President Barack Obama’s willingness to consider alternatives to medical malpractice lawsuits is providing a boost for taking such cases out of the courtroom and letting experts, not juries, decide their merits.
The idea of appointing neutral experts to sift malpractice facts from allegations appeals to conservatives in both political parties. They want to address medical liability as part of health care legislation that’s now largely silent on the issue. Trial lawyers remain steadfastly opposed to curbs.
Nonetheless, the American Hospital Association has been shopping a new plan to lawmakers, hoping it will be considered during Senate floor debate on health care in the coming weeks.
Separately, at a Health and Human Services hearing next week, proponents of the idea will urge the administration to provide funds for a pilot program. Obama has set aside $25 million to test a range of alternatives to malpractice litigation, and the hearing is the first step in deciding how to distribute it.
“There is a progressive opportunity here to leapfrog what has been a stereotypically polarized debate in Washington,” said Will Marshall, president of the Progressive Policy Institute, a centrist Democratic think tank. “This serves both progressive and conservative goals. You wouldn’t have to have a terrible injury and attract an enterprising malpractice lawyer to have access to court. And it would reduce malpractice premiums.”
Doctors have maintained for years that fear of being sued leads them to order unneeded tests that raise costs for everyone. In Obama, they’ve found a Democratic president who accepts that premise.
Validation has also come from the Congressional Budget Office. In a turnaround, it recently concluded that malpractice curbs would lower the federal deficit by $54 billion over 10 years, mainly because Medicare and Medicaid wouldn’t have to pay as much for defensive medicine.
What Obama doesn’t accept is the idea of slapping hard limits on jury awards in malpractice cases, the remedy long advocated by doctors’ groups. So the search is on for alternatives.

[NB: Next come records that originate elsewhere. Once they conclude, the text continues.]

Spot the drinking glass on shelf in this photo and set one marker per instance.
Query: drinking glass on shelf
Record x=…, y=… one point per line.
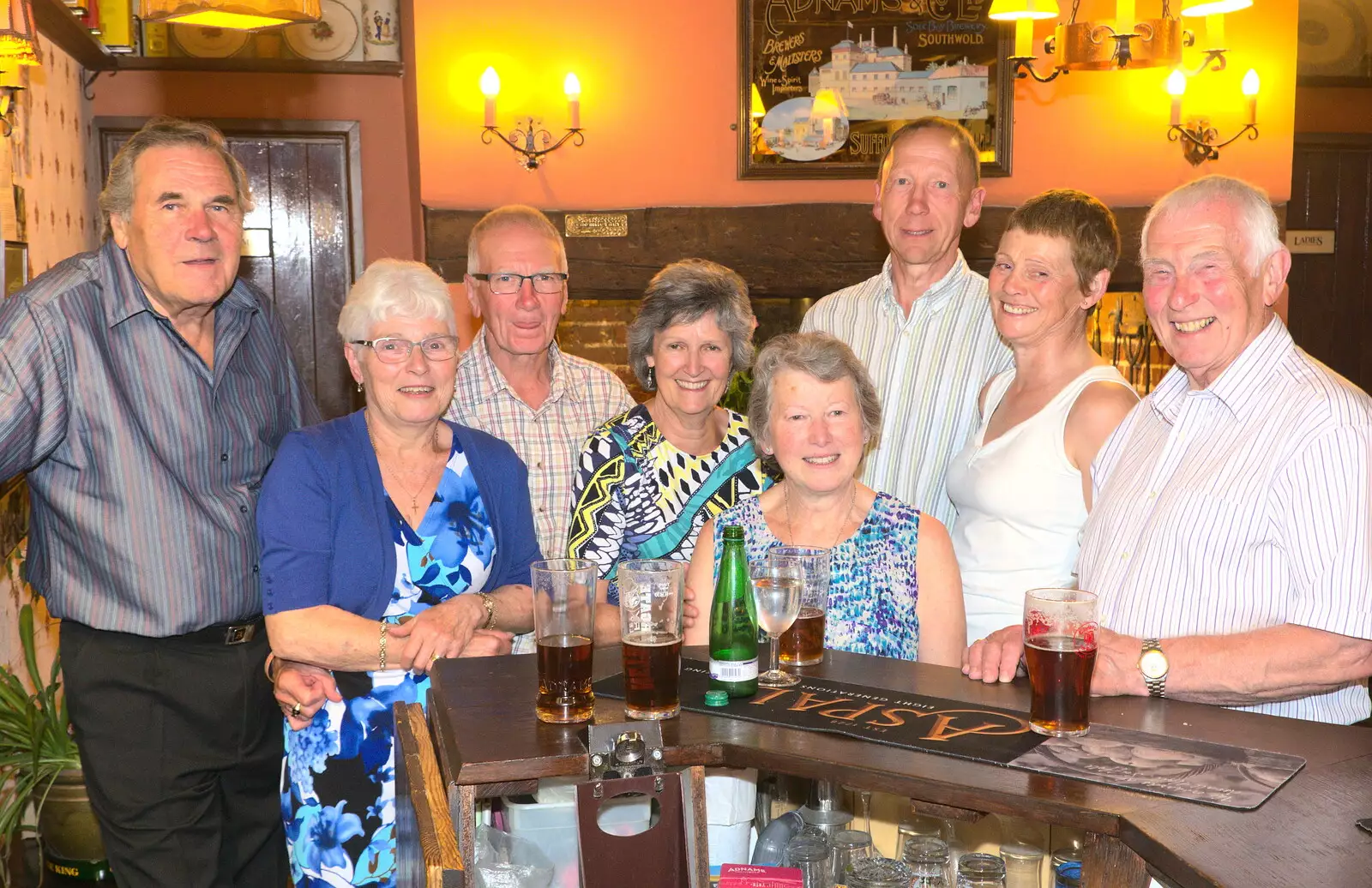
x=803, y=645
x=777, y=594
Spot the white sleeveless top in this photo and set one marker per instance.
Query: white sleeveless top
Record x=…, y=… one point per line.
x=1020, y=507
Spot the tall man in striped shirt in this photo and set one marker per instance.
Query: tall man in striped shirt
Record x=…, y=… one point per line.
x=1231, y=539
x=924, y=325
x=144, y=389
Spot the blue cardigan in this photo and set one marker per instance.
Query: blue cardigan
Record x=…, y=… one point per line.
x=322, y=521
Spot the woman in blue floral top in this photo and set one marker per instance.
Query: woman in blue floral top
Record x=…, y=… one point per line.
x=390, y=539
x=894, y=590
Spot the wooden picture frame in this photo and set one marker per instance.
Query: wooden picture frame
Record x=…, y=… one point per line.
x=1334, y=43
x=822, y=89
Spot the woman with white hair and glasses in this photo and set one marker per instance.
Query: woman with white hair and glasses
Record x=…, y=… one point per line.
x=390, y=539
x=651, y=476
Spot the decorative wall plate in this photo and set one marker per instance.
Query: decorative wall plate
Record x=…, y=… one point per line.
x=333, y=39
x=209, y=43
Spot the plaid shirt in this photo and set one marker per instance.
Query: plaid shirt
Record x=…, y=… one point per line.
x=549, y=439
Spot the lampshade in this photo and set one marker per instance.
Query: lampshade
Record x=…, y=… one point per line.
x=233, y=14
x=1213, y=7
x=1012, y=9
x=17, y=39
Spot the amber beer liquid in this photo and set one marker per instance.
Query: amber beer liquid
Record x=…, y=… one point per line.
x=1060, y=677
x=803, y=645
x=652, y=675
x=564, y=679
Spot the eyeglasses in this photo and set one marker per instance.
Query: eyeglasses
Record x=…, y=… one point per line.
x=507, y=283
x=394, y=350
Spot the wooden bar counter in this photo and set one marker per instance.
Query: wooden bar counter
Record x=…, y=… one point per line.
x=489, y=743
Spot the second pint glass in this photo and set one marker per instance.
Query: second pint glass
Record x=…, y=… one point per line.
x=1061, y=656
x=651, y=635
x=564, y=622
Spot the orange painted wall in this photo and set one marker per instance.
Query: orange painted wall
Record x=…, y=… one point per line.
x=1333, y=110
x=375, y=100
x=660, y=92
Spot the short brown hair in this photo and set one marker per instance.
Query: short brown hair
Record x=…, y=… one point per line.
x=1084, y=222
x=957, y=132
x=164, y=132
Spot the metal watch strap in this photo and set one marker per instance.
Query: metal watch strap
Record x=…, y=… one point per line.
x=1156, y=686
x=490, y=609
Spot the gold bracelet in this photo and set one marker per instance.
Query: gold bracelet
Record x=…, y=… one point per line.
x=490, y=609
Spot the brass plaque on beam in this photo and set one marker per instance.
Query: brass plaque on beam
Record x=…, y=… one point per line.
x=597, y=225
x=256, y=243
x=1310, y=240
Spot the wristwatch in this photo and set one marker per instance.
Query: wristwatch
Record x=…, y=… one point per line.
x=1152, y=663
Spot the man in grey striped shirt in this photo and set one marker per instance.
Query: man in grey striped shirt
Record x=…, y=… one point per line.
x=144, y=389
x=924, y=325
x=1231, y=539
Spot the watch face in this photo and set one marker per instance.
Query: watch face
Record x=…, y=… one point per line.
x=1152, y=663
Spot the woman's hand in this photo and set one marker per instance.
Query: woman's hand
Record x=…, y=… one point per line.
x=305, y=687
x=441, y=631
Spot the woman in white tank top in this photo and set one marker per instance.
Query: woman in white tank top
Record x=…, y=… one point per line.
x=1022, y=484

That’s what Richard Umbdenstock, president of the hospital association, says his industry has come up with. “We are trying to offer this as a constructive approach, to see if we can generate some interest,” he said.
Under the plan, patients who’ve suffered an injury at the hands of a medical professional or institution could take their case to a local panel of experts appointed by state authorities.

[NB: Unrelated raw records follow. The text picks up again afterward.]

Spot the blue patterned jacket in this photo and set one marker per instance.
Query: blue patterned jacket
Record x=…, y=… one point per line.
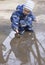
x=18, y=18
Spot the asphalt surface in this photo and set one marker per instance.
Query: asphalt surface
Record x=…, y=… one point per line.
x=18, y=51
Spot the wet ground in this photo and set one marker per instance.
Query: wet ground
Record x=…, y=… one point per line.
x=28, y=49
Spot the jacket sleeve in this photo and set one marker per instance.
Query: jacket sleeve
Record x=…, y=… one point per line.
x=15, y=20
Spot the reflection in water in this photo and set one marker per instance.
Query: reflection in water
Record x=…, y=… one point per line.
x=26, y=48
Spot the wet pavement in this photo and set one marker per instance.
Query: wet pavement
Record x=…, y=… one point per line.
x=26, y=49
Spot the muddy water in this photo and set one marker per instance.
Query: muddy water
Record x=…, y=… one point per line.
x=25, y=48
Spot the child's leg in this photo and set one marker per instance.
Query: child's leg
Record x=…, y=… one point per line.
x=7, y=41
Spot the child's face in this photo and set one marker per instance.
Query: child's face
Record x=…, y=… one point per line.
x=26, y=11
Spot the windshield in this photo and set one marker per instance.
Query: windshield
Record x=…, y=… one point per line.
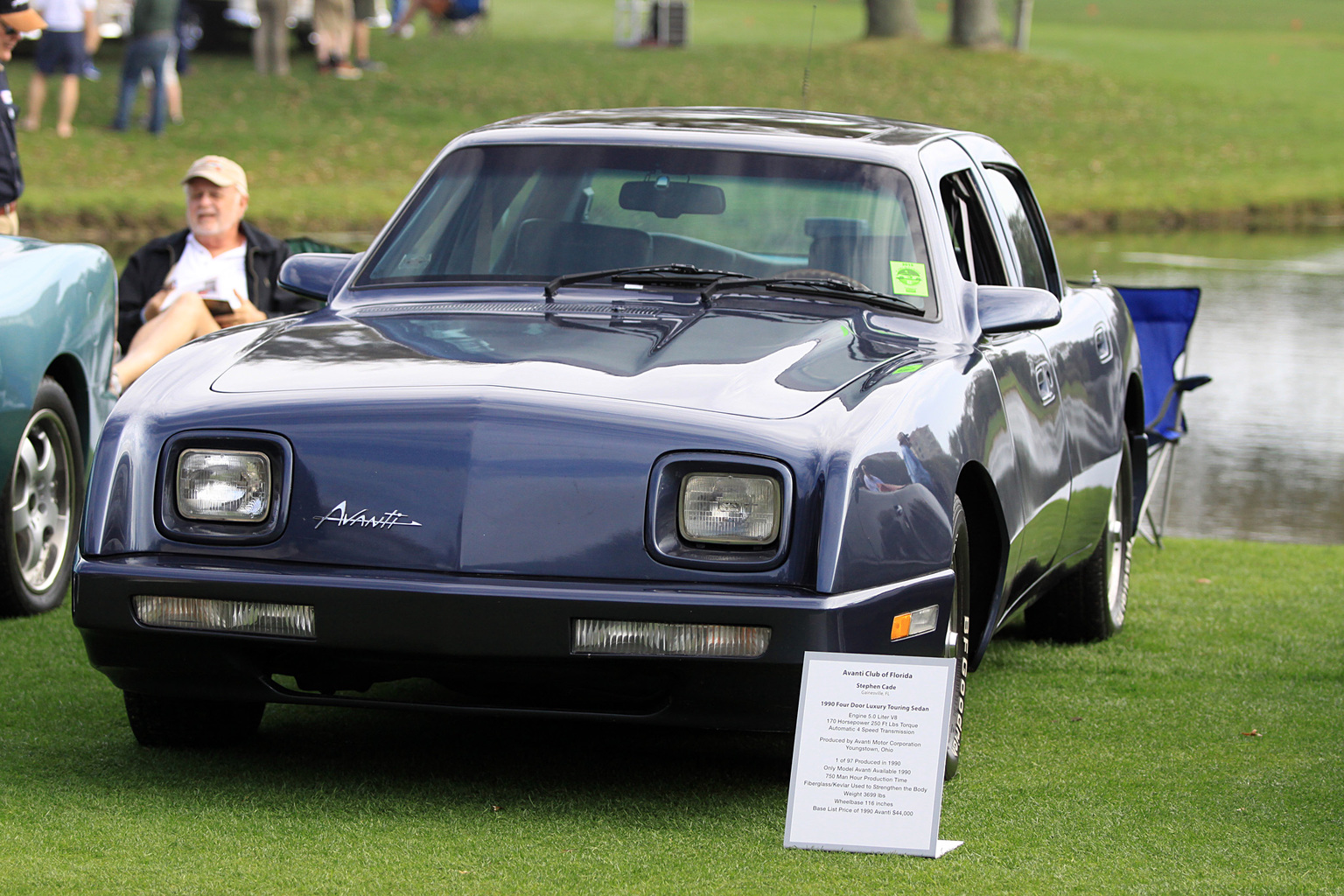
x=536, y=213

The patient wouldn’t have to prove negligence, only that the doctor could have avoided the problem by following established guidelines for clinical practice.
If the experts find that a patient was harmed and the injury could have been avoided, the panel would offer compensation. Payments would not be open-ended, but based on a publicly available compensation schedule.

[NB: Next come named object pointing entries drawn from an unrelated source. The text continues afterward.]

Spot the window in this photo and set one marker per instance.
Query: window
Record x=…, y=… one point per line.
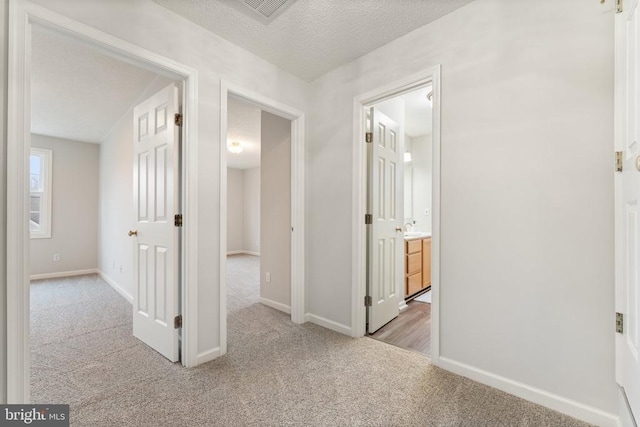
x=40, y=167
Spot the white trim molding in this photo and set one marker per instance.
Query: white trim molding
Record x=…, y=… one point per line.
x=359, y=208
x=274, y=304
x=21, y=15
x=532, y=394
x=60, y=274
x=329, y=324
x=297, y=118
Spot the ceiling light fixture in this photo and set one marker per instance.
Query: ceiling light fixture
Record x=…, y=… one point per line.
x=430, y=99
x=235, y=147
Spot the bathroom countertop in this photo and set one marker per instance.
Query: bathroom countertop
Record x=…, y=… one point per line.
x=420, y=236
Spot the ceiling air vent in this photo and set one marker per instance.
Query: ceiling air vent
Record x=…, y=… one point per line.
x=267, y=9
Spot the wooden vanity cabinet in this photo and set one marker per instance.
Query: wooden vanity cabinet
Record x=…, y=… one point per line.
x=417, y=265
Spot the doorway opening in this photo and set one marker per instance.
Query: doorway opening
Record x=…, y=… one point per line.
x=85, y=270
x=411, y=114
x=28, y=211
x=396, y=261
x=262, y=221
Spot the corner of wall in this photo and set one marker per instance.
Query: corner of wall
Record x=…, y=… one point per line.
x=4, y=13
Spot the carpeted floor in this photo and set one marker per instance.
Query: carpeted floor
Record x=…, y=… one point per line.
x=276, y=373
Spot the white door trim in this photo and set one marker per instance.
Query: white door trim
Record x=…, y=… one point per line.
x=21, y=15
x=359, y=253
x=297, y=199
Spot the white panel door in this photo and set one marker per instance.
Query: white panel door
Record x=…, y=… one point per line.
x=385, y=236
x=628, y=205
x=156, y=200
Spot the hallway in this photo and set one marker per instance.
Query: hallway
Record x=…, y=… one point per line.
x=275, y=373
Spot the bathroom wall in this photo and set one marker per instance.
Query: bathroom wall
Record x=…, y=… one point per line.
x=422, y=165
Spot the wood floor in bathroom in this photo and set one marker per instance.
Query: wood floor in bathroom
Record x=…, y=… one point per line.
x=411, y=330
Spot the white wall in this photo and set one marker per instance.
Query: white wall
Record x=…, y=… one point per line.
x=235, y=210
x=116, y=216
x=275, y=209
x=243, y=211
x=422, y=185
x=153, y=27
x=527, y=189
x=4, y=19
x=74, y=208
x=251, y=211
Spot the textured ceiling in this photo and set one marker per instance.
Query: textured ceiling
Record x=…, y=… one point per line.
x=243, y=125
x=311, y=37
x=78, y=92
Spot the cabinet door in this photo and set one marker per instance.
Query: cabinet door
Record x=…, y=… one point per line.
x=426, y=262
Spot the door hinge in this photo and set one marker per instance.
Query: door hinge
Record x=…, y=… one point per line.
x=619, y=323
x=618, y=161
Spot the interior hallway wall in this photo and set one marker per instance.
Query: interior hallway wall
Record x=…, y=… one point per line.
x=74, y=208
x=275, y=208
x=527, y=267
x=251, y=215
x=4, y=28
x=235, y=210
x=151, y=26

A patient who disagrees with the local panel’s ruling could appeal to a higher-level panel, and ultimately, to a court.
The hospitals’ proposal is similar to an idea for “health courts” from Common Good, a nonprofit group that advocates for changes in the legal system. All patients would benefit from such a system because it would create an incentive for doctors to follow clinical best practice guidelines, said lawyer Philip Howard, the group’s founder.
It would also protect doctors who adhere to the standards, getting at the root of the problem of defensive medicine.
“Defensive medicine is the result of distrust by doctors in situations where they are blamed when a sick person get sicker, but they didn’t do anything wrong,” said Howard.
But trial lawyers say that such an approach could infringe on constitutional rights.
“We think that health courts take away the right to a jury trial,” said Susan Steinman, policy director for the American Association for Justice, which represents lawyers.
It’s unlikely that Congress would pass a law ordering states to adopt health courts. For one thing, trial lawyers are among the biggest contributors to Democratic candidates. But Harvard law and public health professor Michelle Mello says the federal government could encourage states to adopt such changes themselves, by offering financial grants. Sen. Mike Enzi, R-Wyo., an influential voice on health care, has advocated such an approach.
The Obama administration is keeping all its options open. A stronger medical malpractice initiative could help the health care bill get votes from moderates and conservatives. It could also alienate some liberals. The political balance is unclear.
HHS spokesman Nick Papas said any proposal that advances the president’s goals of protecting patients, reducing frivolous lawsuits, fairly and quickly compensating patients who are injured, and fostering more open communication between doctors and patients will be considered for funds under the administration’s $25 million pilot program.
“Medical malpractice reform is a hand extended to the Republicans,” said Marshall, the Democratic centrist. “But there’s no telling if they might swat it away.”